Sachverständige hatte im Verlauf des Gesetzgebungsverfahrens deutliche Kritik am Entwurf der Bundesregierung geäußert. Welche Änderungen hatte dies für die Privatwirtschaft zu Folge?
Die massive Kritik bezog sich im Wesentlichen auf den öffentlichen Dienst, also auf die Neuregelungen im Bundesgleichstellungsgesetz. Für die Privatunternehmen blieben alle wesentlichen Eckpunkte unverändert, insbesondere die gesetzliche Quote von 30 Prozent für Frauen und Männer im Aufsichtsrat und die Rechtsfolge des „leeren Stuhls“, wenn die Quote verfehlt wird. Umstritten war bis zuletzt das Prinzip der Gesamterfüllung; danach kommt es nicht darauf an, ob die Quote im Anteilseigner- oder im Arbeitnehmerlager erreicht wird. Beide Seiten haben aber die Möglichkeit, der Gesamterfüllung zu widersprechen; dann muss jede Seite für sich die Quote von 30 Prozent realisieren. In diesem Punkt haben sich Regierung und Parlament gegen den DGB durchgesetzt.
In welchen Punkten musste die Bundesregierung nachbessern?
Die Neuregelungen im Bundesgleichstellungsgesetz wurden von etlichen Sachverständigen, vor allem auch aus der Praxis, heftig kritisiert. Daraufhin wurde geändert, dass Männerförderung nicht überall da stattfinden soll, wo es weniger Männer als Frauen gibt, sondern nur dort, wo Männer strukturell benachteiligt sind. Nach allem, was ich in der Anhörung von den Sachverständigen gehört habe, scheint mir diese Änderung sinnvoll.
Bestehen noch verfassungsrechtliche Stolpersteine für das Gesetz?
Aus meiner Sicht hat die Sachverständigen-Anhörung ergeben, dass die Frauenquote in Privatunternehmen verfassungsrechtlich machbar ist, und zwar auch ohne eine Öffnungsklausel für besondere Ausnahmefälle.
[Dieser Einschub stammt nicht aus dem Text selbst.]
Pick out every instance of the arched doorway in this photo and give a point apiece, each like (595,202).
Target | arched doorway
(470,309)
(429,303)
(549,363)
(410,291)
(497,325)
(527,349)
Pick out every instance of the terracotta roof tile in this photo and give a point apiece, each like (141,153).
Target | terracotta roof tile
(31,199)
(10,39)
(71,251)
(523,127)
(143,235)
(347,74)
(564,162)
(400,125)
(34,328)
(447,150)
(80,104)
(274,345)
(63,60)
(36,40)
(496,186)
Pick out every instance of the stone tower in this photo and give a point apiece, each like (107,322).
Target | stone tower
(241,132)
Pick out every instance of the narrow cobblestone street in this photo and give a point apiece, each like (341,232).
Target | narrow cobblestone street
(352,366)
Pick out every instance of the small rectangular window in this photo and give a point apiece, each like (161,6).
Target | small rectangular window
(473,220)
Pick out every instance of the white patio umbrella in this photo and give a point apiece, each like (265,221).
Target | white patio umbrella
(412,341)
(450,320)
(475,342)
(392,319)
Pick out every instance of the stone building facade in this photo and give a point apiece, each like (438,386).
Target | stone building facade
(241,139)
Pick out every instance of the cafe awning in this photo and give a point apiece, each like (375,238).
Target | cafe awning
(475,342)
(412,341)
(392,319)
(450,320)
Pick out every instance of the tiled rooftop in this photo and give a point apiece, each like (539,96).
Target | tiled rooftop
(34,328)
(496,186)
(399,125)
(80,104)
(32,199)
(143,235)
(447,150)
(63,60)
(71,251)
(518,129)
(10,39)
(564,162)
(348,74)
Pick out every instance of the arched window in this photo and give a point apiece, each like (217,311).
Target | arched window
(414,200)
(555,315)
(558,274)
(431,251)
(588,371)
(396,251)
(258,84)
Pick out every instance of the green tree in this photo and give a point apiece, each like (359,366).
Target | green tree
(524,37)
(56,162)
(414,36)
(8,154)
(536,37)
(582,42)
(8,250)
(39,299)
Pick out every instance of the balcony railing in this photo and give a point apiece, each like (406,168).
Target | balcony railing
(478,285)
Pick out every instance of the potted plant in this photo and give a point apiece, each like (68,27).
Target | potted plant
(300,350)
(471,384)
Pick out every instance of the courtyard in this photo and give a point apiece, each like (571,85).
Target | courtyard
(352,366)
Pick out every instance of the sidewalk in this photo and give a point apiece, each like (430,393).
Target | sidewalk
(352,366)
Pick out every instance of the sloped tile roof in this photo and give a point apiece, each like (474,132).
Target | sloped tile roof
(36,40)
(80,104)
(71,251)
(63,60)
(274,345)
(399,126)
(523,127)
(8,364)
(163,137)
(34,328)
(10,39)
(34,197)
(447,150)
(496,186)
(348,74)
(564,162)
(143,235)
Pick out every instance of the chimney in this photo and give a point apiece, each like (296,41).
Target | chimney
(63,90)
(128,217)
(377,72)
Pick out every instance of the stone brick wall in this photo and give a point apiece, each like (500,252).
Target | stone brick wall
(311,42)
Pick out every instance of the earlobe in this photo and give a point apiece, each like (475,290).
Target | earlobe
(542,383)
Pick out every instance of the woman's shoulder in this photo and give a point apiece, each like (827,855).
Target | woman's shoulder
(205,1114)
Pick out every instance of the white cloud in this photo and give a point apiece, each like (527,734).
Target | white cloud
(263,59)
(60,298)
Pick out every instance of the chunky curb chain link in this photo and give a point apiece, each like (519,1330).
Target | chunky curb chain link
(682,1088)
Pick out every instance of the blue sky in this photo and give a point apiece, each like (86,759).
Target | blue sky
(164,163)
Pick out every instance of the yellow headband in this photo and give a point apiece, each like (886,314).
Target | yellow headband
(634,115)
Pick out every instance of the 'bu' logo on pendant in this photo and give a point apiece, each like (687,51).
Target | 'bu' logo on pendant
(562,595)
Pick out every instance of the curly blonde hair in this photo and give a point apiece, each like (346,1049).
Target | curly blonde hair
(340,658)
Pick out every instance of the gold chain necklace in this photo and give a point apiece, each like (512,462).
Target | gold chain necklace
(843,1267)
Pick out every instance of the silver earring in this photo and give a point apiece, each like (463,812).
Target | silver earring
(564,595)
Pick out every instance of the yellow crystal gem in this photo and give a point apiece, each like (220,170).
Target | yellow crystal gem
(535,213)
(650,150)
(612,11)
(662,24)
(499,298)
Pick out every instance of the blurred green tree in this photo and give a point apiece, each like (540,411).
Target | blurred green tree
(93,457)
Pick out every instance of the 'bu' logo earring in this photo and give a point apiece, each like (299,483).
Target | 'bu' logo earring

Alle Experten waren sich einig, dass es kein Problem darstellen dürfte, weltweit 30 bis 300 geeignete Frauen für ein Aufsichtsratsamt zu finden. Interessant war die Aussage des Münchner Verfassungsrechtlers Dr. Martin Heidebach, wonach bei Aufsichtsratspositionen – anders als bei Exekutivfunktionen– ohnehin kaum Qualifikationskriterien definiert werden können, sondern gerade die Bandbreite von Erfahrungen und Kompetenzen wichtig ist.
Die Bundesfamilienministerin plant bereits das nächste Gesetz für transparente Gehälter. Was kommt hier auf die Wirtschaft zu?
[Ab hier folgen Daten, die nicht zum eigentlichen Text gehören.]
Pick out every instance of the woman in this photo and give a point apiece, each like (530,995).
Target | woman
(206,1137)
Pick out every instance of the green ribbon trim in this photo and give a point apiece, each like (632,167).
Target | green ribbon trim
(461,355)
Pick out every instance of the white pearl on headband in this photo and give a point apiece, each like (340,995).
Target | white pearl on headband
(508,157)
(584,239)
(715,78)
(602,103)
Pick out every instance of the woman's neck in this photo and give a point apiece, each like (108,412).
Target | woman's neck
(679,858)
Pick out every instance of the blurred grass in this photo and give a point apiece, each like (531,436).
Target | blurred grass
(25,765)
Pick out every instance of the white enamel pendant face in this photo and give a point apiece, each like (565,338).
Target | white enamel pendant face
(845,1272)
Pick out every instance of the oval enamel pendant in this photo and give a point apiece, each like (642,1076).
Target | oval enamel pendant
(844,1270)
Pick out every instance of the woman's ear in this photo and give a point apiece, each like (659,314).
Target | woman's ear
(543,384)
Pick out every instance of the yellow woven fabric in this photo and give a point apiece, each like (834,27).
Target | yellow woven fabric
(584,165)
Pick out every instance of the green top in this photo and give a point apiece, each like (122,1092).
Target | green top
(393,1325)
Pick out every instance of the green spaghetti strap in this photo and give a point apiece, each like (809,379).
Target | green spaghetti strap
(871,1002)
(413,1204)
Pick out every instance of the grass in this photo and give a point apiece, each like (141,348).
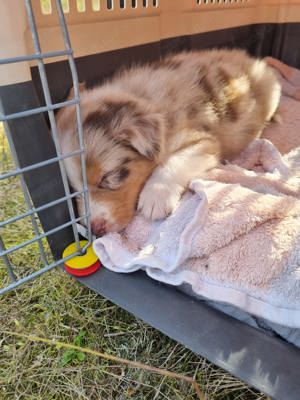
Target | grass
(55,306)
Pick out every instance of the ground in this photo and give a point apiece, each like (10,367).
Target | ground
(57,307)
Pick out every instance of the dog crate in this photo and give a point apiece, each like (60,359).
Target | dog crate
(47,46)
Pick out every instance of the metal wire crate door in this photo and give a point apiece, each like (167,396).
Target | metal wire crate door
(26,171)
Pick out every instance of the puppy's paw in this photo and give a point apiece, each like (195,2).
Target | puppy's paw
(158,200)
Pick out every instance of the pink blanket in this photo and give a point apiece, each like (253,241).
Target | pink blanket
(235,237)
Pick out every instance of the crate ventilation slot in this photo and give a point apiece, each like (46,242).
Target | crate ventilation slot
(218,2)
(81,6)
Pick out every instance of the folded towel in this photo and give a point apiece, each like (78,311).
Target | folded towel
(235,236)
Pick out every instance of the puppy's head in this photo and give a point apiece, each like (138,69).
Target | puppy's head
(123,141)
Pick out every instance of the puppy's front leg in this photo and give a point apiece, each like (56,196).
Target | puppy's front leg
(164,188)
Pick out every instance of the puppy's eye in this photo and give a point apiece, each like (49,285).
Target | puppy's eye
(113,180)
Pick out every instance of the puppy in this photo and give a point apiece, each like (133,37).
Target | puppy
(152,129)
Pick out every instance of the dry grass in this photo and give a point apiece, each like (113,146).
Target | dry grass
(55,306)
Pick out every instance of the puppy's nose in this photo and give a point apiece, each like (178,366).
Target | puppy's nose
(99,227)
Der Entwurf des Entgeltgleichheitsgesetz soll die bestehende Lohndifferenz von 22 Prozent zwischen Männern und Frauen verringern. Zwar erklärt sich ein großer Teil der Gehaltsunterschiede dadurch, dass sich viele junge Frauen für ehrenhafte, aber schlechter bezahlte Sozialberufe entscheiden oder nach der Geburt eines Kindes eine Babypause einlegen oder in Teilzeit arbeiten. Es bleiben aber immer noch rund 7 Prozent nicht nachvollziehbare Gehaltsunterschiede, die die Familienministerin durch mehr Transparenz reduzieren möchte. Der Gesetzentwurf sieht nicht vor, dass jeder Mitarbeiter Anspruch darauf hat zu wissen, was die Kollegen verdienen. Wohl aber sollen alle Mitarbeiter erfahren dürfen, nach welchen Kriterien er oder sie eingestuft wurde und wie die Gehaltsstrukturen aussehen. Das Gesetz soll allerdings nur für Unternehmen ab 500 Mitarbeitern gelten.